Launched through a virtual event, the initiative aims to support the Egyptian Red Crescent’s (ERC) network of 30,000 Egyptian youth volunteers and health care professionals to conduct community outreach and contain the spread of COVID-19, on top of building ERC’s capacity to respond to future crises.

In cooperation with the Egyptian government, the United States Agency for International Development (USAID) has contributed EGP 51m to the Egyptian Red Crescent (ERC). It will support the distribution of hygiene kits to vulnerable and rural communities, provide initial fever screenings and referral services to hospitals, as well as providing psycho-social support services to healthcare workers.

“Right now, the world is facing an unprecedented crisis that requires collaboration of all actors,” Dr. Adel Al-Adawi, former Minister of Health and member of the Egyptian Red Crescent Board member noted during the virtual launch. “This kind of support reflects the trust the USAID organization and the Egyptian government has in the work of civil society.”

“This pandemic has shown that society needs to be more connected, and we hope that after this pandemic, we will feel the hardships of others and offer more support,” he added.

In the first week of May, over 6000 volunteers were trained to deal with COVID-19, 270 campaigns were carried out to spread awareness that reached 54000 beneficiaries, and over 200 establishments benefiting from disinfection and sterilization services, targeting the most vulnerable ones such as orphanages.

Over 300 referral services to hospitals through phone were also carried out, allowing the public to report COVID-19 cases and refer them to their designated places.

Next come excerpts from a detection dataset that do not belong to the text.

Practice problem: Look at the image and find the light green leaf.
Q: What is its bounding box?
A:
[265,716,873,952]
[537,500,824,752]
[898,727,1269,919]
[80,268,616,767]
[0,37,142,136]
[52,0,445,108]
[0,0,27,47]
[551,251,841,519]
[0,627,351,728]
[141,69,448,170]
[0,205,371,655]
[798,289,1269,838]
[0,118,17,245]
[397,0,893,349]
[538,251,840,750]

For the ‘Volunteers in Every Street Campaign’, over 2000 youth volunteers consisting of both females and males were mobilized to carry out widespread disinfection and sterilization services, as well as distributing food parcels and necessary hygiene kits.

“We bring together all key stakeholders, including civil society and the private sector to work on addressing market needs that, in turn, helps contribute to Egypt’s social development and economic growth,” Minister of International Cooperation Dr. Rania Al Mashat noted.

Through its New Global Partnerships Framework,the Ministry of International Cooperation aims to ensure that COVID-19 does not prevent Egypt from achieving the Sustainable Development Goal agenda, focusing on reducing inequalities and ensuring good health and wellbeing as well as decent work and economic growth. This is reflected through the ‘PPP’ strategy, which focuses on three pillars: ‘People at the Core’, ‘Projects in Action’ and ‘Purpose as the Driver’ to highlight the development cooperation to achieve SDGs.